Extract adapted from
The brain’s way of healing: Stories of remarkable recoveries and discoveries
By Norman Doidge MD Scribe Books
The sensory system, Feldenkrais pointed out, is intimately related to the movement system, not separate from it. Sensation’s purpose is to orient, guide, help control, coordinate, and assess the success of a movement. The kinesthetic sense plays a key role in assessing the success of a movement and gives immediate sensory feedback about where the body and limbs are in space. Awareness of movement is the fundamental basis of Feldenkrais’s method. He called his classes Awareness Through Movement lessons (or ATMs). It may seem “magical” to think that movement problems – especially in people with serious brain damage – can be radically changed simply by becoming more aware of the movement, but it seems magical only because science formerly thought of the body as a machine with parts, in which sensory functions are radically separated from motor functions.

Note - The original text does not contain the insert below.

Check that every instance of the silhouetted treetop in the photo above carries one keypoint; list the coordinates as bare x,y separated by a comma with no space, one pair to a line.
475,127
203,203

This focus on self-awareness and monitoring of experience is based in part on Feldenkrais’s exposure to the meditative aspect of Eastern martial arts, and it reveals him anticipating the current Western interest in mindfulness meditation by about fifty years. Feldenkrais’s insights have been reaffirmed by the neuroscientist Michael Merzenich, who showed that long-term neuroplastic change occurs most readily when a person or an animal pays close attention while learning. Merzenich did lab experiments in which he mapped animals’ brains before and after different kinds of learning tasks. When the animals performed tasks for rewards automatically, without paying attention, their brain maps changed, but only temporarily.